Just east of Las Vegas, the Wild West can still be found

Opening the drawer of your hotel nightstand can tell you a great deal about a destination. But you won’t see anything if you peek in a hotel drawer in Beatty, Nev.

Operated by the U.S. National Park Service

Operated by the U.S. National Park Service

Opening the drawer of your hotel nightstand can tell you a great deal about a destination. But you won’t see anything if you peek in a hotel drawer in Beatty, Nev. It’s a place so remote that even the Gideons haven’t been there to put Bibles in the nightstands — and that definitely says something.

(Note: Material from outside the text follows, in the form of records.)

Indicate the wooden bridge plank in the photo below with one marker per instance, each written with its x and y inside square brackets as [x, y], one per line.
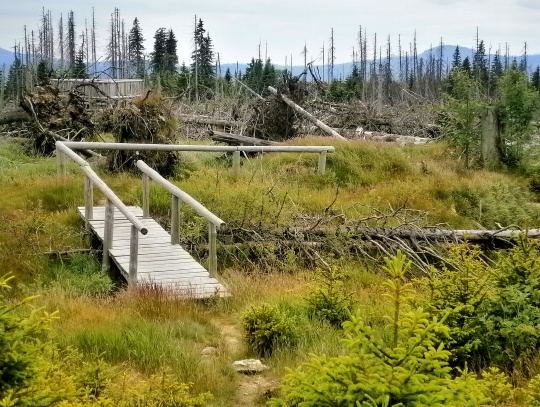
[159, 261]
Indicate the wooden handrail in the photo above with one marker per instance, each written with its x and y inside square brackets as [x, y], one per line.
[76, 145]
[179, 196]
[113, 201]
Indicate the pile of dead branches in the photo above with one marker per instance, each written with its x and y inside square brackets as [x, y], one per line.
[272, 119]
[147, 120]
[47, 115]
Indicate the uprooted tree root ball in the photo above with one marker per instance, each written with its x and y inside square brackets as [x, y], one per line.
[54, 112]
[272, 119]
[147, 120]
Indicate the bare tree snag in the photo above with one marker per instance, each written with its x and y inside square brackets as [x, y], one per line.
[238, 140]
[14, 116]
[490, 138]
[208, 120]
[327, 129]
[251, 91]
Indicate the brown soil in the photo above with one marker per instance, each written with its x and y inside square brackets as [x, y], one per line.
[252, 389]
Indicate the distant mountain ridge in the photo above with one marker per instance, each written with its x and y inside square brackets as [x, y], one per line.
[341, 70]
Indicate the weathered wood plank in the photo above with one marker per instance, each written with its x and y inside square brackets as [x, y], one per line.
[157, 260]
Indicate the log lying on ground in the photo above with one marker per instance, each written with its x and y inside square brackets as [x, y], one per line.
[208, 120]
[355, 134]
[14, 116]
[327, 129]
[238, 140]
[396, 138]
[430, 234]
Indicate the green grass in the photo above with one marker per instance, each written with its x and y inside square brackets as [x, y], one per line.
[148, 331]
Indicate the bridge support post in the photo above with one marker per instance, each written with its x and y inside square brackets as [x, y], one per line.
[61, 162]
[146, 196]
[212, 252]
[236, 164]
[88, 202]
[133, 256]
[108, 235]
[175, 220]
[322, 163]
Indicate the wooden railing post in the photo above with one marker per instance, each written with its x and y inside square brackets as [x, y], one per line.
[133, 255]
[236, 164]
[146, 196]
[322, 162]
[108, 235]
[61, 162]
[212, 252]
[88, 202]
[175, 220]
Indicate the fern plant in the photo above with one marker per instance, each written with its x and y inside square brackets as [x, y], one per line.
[331, 301]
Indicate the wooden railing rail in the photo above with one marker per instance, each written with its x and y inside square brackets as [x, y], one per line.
[178, 197]
[91, 179]
[322, 150]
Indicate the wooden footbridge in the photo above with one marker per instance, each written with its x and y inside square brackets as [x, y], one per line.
[141, 249]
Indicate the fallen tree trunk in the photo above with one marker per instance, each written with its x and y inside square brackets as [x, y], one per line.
[371, 233]
[251, 91]
[324, 127]
[208, 120]
[238, 140]
[14, 116]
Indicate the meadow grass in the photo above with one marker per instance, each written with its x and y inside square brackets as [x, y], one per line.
[149, 331]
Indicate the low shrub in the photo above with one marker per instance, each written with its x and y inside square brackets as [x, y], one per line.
[331, 301]
[266, 328]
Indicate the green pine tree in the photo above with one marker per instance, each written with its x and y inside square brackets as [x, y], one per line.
[159, 54]
[136, 50]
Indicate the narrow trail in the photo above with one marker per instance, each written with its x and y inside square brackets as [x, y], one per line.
[251, 388]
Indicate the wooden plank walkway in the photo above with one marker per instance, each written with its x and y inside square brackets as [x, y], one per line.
[159, 261]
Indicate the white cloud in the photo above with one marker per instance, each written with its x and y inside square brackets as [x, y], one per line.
[238, 26]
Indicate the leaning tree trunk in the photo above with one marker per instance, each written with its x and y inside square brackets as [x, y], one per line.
[490, 152]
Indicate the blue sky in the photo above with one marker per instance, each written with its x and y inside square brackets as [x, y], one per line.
[237, 27]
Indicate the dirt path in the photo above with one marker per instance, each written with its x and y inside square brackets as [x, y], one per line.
[251, 388]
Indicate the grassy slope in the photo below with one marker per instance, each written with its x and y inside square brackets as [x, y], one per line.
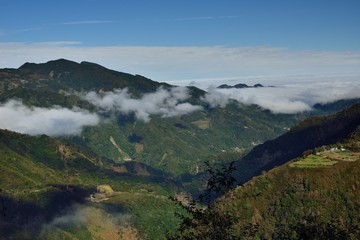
[41, 178]
[293, 201]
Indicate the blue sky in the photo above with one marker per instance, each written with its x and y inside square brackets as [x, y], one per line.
[187, 39]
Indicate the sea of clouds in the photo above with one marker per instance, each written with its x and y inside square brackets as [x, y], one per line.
[163, 102]
[59, 121]
[55, 121]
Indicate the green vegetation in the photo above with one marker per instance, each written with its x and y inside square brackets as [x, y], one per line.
[286, 203]
[42, 178]
[313, 161]
[114, 179]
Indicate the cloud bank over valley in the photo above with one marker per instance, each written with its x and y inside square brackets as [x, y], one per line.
[163, 102]
[55, 121]
[287, 98]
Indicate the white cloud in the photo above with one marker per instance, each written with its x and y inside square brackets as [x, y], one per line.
[166, 103]
[55, 121]
[86, 22]
[288, 98]
[181, 63]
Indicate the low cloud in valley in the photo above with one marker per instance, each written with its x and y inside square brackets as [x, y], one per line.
[163, 102]
[55, 121]
[286, 98]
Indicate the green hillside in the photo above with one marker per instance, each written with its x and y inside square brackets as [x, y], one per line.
[160, 143]
[46, 183]
[315, 196]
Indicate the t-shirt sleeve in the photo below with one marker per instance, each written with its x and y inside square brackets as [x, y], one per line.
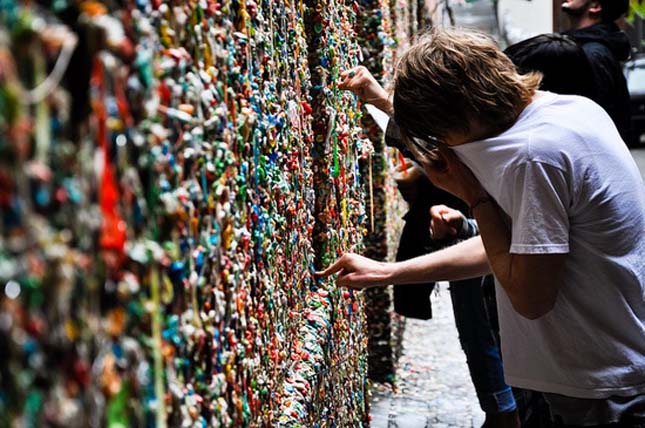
[540, 213]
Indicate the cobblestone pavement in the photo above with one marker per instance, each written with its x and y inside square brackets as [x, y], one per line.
[433, 387]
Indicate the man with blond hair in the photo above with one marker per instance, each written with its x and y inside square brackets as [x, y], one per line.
[560, 205]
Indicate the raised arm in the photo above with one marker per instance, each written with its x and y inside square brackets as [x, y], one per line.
[464, 260]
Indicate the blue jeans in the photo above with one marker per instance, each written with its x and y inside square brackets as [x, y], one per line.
[478, 333]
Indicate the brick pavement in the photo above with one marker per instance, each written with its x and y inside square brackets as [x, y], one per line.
[433, 387]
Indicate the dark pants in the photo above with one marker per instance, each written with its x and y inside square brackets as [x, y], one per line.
[477, 335]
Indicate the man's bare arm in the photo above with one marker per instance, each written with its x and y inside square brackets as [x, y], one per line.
[464, 260]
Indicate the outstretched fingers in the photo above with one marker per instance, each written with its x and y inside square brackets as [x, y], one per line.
[335, 267]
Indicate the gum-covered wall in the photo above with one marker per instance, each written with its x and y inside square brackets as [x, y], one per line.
[171, 175]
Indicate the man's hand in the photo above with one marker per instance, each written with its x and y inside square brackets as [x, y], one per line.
[362, 83]
[445, 222]
[358, 272]
[455, 178]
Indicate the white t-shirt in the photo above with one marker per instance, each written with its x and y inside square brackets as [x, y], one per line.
[569, 185]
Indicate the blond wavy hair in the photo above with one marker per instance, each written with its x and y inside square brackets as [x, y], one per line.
[452, 79]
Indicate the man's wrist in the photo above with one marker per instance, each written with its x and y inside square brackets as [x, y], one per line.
[484, 199]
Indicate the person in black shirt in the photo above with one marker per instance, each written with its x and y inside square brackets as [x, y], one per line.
[606, 46]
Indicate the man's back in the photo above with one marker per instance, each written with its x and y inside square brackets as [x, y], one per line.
[569, 186]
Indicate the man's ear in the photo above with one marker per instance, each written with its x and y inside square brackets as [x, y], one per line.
[595, 10]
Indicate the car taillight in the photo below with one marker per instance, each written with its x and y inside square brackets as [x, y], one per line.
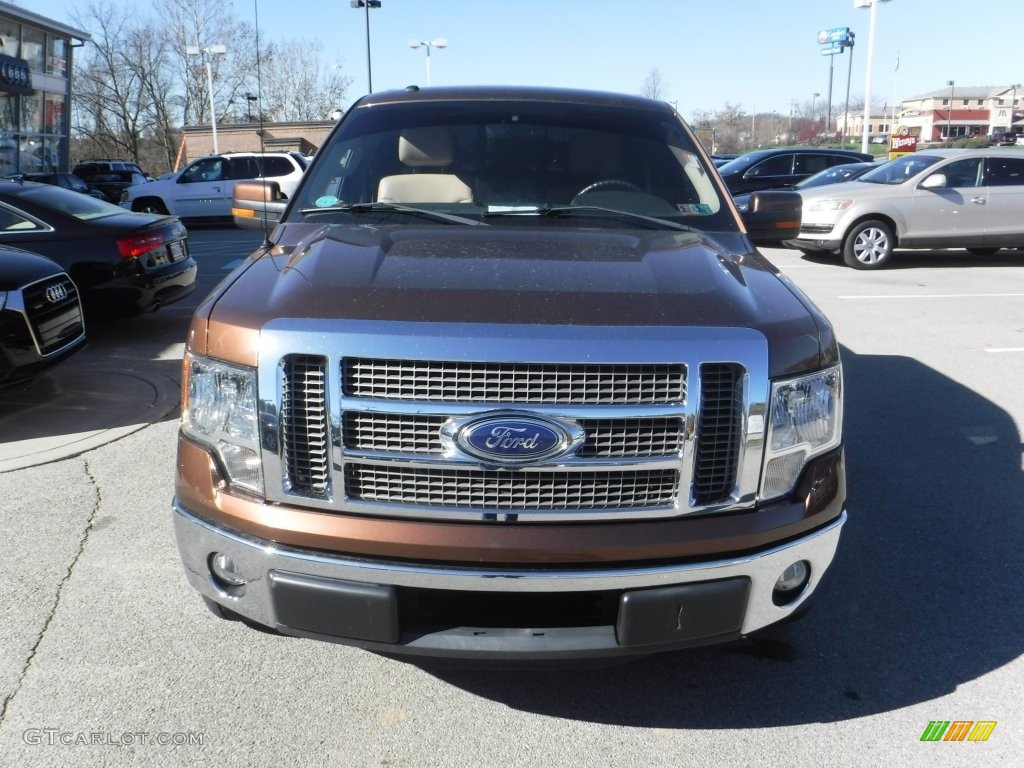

Beatty is a quirky little town that is situated just east of Death Valley National Park. With a population of just over 1,000 souls, it is a popular overnight stop for individuals and groups heading out to explore the local sites.

Our little group arrived in Beatty late in the afternoon and after settling into our hotel, immediately headed down Nevada Route 374 to explore the Goldwell Open Air Art Museum and the historic ghost town of Rhyolite, which are both just a short drive outside the town.

Sunset is the best time of day to explore the Goldwell site and the sun was just beginning its descent when we arrived at the outdoor museum. Situated on a sparse patch of ground in the upper Mojave Desert are seven large outdoor sculptures that make up this odd art museum, which was created by a group of Belgian artists who were led by the artist Albert Szukalski.

We wandered around this free park taking photos before heading out on foot to the nearby ghost town of Rhyolite.

Nevada is home to more than 300 ghost towns, some of which are surprisingly well-preserved. One of the most famous is the little gold rush town of Rhyolite, which went from boom to bust in just six years. Located at the intersection of three railways, Rhyolite had a population of close to 5,000 at its peak in about 1908.

When the rich ore was gone, the townspeople also left and by 1920, the entire town was pretty much abandoned. As we wandered around, we examined the remains of the bank and a number of homes, including the Tom Kelly bottle house, a house made out of 51,000 beer bottles and one of the few homes still standing in the town.

Once the best light had faded, we went back into town to enjoy supper at the Sourdough Saloon. This old fashioned saloon makes you feel as if you have stepped into the Wild West.

On the evening we visited the saloon, the Beatty Cowboys, a local group that performs Wild West shows in the town, were also dining in the saloon. Part way through the evening, we experienced an old fashioned holdup. During the spring and summer months, they say that shootouts and holdups are a regular occurrence in Beatty. Some of the cowboys dress up 24/7 just for the fun of it.

After a good night’s rest, we headed out the next day to explore Death Valley National Park. You could spend weeks exploring the more than 13,000 square km of desert protected inside the boundaries of this unique park, but we only had a day to try to catch some of the highlights.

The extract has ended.